Across the region, day-ahead baseload prices softened modestly. Greece averaged €96.75/MWh, down 3.55% week-on-week, while Bulgaria declined by 2.33%. Serbia recorded one of the more pronounced corrections, falling to €93.02/MWh, a 4.83% decrease, reflecting both easing gas input costs and a temporary improvement in supply conditions. Italy, which continues to act as the structural premium market for Southern Europe, dropped by 7.22% to €138.28/MWh, yet remained significantly above neighbouring SEE markets.
The primary driver behind the week’s decline was the movement in European gas markets. TTF front-month futures softened during early sessions, moving from levels above €56/MWh toward the €52–54/MWh range, reducing marginal costs for gas-fired generation. Given that gas continues to set the marginal price across much of SEE, even relatively small shifts in TTF pricing quickly feed through into electricity markets.
However, the reduction in power prices remained shallow. Market participants broadly agreed that the downside was capped by persistent geopolitical risk, particularly the evolving situation involving the United States and Iran. While there were intermittent signals suggesting de-escalation, the market continued to price in the possibility of supply disruptions—especially those affecting LNG flows through critical maritime routes such as the Strait of Hormuz.
This dynamic has created what traders increasingly describe as a “compressed downside environment.” Prices may ease on short-term fundamentals such as lower gas prices or improved renewable output, but any correction tends to be limited in both magnitude and duration.
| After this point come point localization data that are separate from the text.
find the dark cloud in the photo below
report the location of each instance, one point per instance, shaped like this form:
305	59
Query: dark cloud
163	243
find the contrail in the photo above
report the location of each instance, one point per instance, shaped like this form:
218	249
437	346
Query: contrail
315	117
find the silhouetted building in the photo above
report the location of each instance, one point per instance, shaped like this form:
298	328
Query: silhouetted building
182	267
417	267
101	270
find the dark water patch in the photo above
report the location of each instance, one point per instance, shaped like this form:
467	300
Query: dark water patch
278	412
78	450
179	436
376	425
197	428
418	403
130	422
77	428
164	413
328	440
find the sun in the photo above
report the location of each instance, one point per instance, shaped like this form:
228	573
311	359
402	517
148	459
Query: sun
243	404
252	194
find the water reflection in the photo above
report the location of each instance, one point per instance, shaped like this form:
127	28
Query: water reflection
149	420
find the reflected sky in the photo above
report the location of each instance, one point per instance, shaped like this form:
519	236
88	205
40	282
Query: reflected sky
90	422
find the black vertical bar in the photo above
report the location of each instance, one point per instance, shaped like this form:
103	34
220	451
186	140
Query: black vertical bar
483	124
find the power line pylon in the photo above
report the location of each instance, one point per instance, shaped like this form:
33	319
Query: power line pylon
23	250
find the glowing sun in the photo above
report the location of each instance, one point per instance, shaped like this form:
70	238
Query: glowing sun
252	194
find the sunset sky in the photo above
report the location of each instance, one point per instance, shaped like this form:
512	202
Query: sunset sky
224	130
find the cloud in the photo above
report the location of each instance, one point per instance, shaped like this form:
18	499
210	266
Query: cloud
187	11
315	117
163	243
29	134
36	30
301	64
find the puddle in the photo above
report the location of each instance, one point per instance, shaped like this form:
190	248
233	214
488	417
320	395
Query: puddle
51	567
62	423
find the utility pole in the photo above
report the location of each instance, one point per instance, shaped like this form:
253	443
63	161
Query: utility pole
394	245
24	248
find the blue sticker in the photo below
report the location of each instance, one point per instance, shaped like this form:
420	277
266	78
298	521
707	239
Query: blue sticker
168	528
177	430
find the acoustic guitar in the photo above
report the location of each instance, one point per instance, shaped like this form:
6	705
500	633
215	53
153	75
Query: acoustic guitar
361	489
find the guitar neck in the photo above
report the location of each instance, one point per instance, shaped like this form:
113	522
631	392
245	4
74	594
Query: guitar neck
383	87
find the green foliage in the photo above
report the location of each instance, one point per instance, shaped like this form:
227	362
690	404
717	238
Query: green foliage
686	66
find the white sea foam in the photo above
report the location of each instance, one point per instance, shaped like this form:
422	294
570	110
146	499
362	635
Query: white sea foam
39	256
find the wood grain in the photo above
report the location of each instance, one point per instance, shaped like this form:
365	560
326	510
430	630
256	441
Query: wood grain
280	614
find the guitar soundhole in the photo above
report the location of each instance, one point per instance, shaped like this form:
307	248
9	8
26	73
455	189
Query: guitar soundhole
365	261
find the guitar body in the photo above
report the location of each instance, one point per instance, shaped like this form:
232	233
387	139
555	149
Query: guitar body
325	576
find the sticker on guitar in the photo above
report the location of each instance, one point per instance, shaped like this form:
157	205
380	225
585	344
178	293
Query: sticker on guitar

Forward curves reflect this asymmetry, remaining elevated and relatively flat across Q2 delivery periods.
Türkiye stood apart from the broader regional trend. Prices there rose by 9.52%, driven by a significant increase in domestic electricity demand. The divergence underscores the degree to which local fundamentals—particularly demand-side pressures—can override broader regional trends in markets with distinct structural characteristics.
At a regional level, the pricing corridor remained firmly elevated. Most SEE markets continued to trade within a €90–120/MWh range, well above historical averages for late March. This suggests that while volatility remains high, the system is operating around a higher equilibrium level compared to pre-crisis years.
Another notable feature of the week was the persistence of convergence pressures across interconnected markets. Although price spreads between countries narrowed slightly, full convergence remains constrained by grid bottlenecks, differences in generation mix, and varying levels of import dependency.
The broader conclusion from CW13 is that SEE electricity markets are no longer driven by a single dominant factor but instead reflect a layered interaction between gas prices, renewable output, hydrological conditions, and geopolitical developments. Within this framework, gas remains the anchor, but its influence is increasingly mediated by system flexibility and cross-border flows.
Looking ahead, traders are positioning for continued volatility rather than directional moves. While short-term corrections are expected to persist, the structural tightness of the system—combined with external risk factors—suggests that prices will remain supported, particularly during periods of increased demand or reduced renewable generation.